In defense of the New Labour project, it’s not difficult to see why they went down the road they did and Labour shouldn’t be scared to be both proud and critical about period. It did however have its day and was itself rejected.

When the Conservatives returned to power they capitalised on a crash of Thatcher-Blair deregulation’s making and attacked the only thing we’d been able to to win back, public expenditure.

Now after 7 years of this the consensus is crumbling and this time it’s crumbling across the whole world.

But our country’s mainstream Blairite style social democratic party didn’t suffer the fate of those on the continent. It was rescued by another unelectable racial, who said what he believed in and not what the spin doctors wrote for him.

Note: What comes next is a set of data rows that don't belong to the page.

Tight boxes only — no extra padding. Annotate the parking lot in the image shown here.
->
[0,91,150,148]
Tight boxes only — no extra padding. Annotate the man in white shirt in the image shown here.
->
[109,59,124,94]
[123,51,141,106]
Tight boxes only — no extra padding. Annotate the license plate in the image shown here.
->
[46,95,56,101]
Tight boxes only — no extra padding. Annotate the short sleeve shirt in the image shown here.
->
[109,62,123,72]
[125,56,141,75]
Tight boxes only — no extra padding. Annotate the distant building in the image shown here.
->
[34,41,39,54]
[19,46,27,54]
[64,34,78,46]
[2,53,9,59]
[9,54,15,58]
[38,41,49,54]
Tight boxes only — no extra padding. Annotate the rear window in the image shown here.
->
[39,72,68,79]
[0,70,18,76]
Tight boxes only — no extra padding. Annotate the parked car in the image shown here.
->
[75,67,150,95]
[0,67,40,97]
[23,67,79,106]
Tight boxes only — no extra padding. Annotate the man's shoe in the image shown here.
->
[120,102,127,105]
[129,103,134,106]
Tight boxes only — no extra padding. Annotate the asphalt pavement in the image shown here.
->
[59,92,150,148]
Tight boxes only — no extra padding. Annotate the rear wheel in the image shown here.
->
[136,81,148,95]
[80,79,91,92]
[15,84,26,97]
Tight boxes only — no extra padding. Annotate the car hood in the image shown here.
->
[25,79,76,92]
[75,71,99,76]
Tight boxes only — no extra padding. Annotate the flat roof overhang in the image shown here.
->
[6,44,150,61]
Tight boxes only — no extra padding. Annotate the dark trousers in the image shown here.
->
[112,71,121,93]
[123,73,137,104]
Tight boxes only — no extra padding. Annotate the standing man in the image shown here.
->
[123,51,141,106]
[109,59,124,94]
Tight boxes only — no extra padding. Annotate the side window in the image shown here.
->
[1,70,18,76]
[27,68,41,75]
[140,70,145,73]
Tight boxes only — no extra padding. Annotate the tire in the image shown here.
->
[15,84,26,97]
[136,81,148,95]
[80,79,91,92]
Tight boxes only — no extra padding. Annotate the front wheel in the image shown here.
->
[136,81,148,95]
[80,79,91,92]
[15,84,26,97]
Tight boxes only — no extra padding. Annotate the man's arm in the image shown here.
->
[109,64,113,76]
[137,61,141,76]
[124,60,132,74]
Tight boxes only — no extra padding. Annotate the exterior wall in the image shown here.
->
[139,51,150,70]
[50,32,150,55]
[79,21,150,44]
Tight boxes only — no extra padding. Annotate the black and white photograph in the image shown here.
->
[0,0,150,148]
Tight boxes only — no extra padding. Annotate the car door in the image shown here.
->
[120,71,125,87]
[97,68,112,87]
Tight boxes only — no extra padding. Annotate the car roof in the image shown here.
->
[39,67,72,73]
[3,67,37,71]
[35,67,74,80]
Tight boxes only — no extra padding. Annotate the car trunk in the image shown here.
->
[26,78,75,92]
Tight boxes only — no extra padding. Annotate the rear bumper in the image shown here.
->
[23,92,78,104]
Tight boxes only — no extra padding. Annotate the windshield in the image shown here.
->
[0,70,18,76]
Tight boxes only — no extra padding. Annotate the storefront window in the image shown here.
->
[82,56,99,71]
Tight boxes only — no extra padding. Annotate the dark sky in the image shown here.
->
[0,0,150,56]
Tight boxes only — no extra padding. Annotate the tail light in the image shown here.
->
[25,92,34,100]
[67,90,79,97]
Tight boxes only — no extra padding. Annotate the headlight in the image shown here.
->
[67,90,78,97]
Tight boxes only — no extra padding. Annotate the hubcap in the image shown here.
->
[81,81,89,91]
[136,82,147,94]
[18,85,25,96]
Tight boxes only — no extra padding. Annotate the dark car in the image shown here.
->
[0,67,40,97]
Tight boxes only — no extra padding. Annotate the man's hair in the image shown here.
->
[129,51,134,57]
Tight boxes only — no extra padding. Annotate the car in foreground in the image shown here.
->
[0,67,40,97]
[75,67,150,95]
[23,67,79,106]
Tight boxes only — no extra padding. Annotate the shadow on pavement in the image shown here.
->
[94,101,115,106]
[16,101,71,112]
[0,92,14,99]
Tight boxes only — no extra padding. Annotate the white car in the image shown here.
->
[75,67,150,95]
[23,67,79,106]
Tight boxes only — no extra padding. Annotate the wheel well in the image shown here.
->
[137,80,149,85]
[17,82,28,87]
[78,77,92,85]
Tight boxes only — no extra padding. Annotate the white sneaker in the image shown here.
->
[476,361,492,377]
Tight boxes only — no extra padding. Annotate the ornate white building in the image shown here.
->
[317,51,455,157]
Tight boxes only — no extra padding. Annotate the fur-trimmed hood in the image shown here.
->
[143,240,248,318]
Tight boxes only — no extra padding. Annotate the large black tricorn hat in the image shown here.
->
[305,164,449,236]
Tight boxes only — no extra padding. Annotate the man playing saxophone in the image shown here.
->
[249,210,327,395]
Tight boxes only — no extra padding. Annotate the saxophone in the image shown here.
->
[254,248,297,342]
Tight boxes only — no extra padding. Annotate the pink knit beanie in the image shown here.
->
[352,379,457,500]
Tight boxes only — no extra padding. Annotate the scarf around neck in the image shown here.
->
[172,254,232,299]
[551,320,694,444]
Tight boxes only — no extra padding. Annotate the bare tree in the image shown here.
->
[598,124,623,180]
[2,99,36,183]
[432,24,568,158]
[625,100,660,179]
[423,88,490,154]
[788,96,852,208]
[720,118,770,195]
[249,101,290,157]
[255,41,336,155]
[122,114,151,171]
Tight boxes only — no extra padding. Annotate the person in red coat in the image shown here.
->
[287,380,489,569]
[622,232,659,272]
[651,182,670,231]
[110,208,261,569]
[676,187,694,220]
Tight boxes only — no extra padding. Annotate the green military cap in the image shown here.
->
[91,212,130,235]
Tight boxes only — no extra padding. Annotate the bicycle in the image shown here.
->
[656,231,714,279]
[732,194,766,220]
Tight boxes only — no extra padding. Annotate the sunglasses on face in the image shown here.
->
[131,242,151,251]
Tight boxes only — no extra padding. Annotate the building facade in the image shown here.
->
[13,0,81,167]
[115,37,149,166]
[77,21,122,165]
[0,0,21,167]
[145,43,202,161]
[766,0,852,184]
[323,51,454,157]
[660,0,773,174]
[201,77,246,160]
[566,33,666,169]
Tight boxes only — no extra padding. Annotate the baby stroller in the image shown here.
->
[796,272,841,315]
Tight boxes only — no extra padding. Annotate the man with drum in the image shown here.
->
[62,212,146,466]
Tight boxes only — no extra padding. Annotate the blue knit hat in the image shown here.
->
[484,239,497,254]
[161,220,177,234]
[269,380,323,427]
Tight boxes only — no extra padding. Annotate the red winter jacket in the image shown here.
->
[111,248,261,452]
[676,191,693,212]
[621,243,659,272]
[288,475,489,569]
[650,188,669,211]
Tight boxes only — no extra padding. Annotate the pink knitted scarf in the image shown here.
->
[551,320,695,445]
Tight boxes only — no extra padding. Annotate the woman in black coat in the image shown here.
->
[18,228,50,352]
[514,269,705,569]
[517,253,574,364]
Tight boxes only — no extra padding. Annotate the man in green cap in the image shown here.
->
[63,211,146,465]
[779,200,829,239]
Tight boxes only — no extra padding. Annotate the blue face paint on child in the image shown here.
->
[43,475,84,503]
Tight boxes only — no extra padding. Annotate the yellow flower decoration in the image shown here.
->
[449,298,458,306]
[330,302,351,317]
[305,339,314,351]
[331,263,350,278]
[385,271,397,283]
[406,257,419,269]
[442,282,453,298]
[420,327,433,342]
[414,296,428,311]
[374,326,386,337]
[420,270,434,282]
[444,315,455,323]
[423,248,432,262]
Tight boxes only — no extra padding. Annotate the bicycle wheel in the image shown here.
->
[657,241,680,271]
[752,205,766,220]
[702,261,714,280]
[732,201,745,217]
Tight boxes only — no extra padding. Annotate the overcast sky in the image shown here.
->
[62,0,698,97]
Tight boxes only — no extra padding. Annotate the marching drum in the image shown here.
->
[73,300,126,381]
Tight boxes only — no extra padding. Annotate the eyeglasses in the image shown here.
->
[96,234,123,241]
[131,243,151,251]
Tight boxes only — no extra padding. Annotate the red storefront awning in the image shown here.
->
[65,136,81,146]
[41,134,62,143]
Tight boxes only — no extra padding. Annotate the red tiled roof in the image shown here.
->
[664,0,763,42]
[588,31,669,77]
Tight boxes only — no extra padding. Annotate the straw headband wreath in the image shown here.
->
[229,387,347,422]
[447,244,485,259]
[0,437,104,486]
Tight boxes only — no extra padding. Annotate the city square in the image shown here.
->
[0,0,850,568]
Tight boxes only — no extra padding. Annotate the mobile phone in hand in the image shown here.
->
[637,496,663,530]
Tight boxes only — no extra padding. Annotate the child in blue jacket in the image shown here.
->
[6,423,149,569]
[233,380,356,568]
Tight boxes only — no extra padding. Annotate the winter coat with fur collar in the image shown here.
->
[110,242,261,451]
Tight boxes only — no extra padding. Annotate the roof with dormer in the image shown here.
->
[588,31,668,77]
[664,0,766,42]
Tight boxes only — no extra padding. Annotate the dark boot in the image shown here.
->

Thatcher shifted what the intellectualls call the “Overton window” and clearly Jeremy Corbyn has just done that. Thatcher said herself she was out to change the soul if the British people, not just get the votes. Very sadly she did, but we can now win them back and change them not into Thatcher’s vision of a rate race but our vision of new just and free society.

Labour is now on the rise and the Thatcherite consensus is there for the taking. Already the Tories are taking of diluting their policies and adopting Labour’s in fear of Corbyn. UKIP barley held even a few parliamentary offices but they had immense power as there existence forced Cameron’s referendum. They changed the direction of the British politics.

Now is Labour’s chance to do the same. Forget minority governments, and forget opposition. An Attlee 1945 style revolution is there if we want it and if we fight for it. The times are a changing.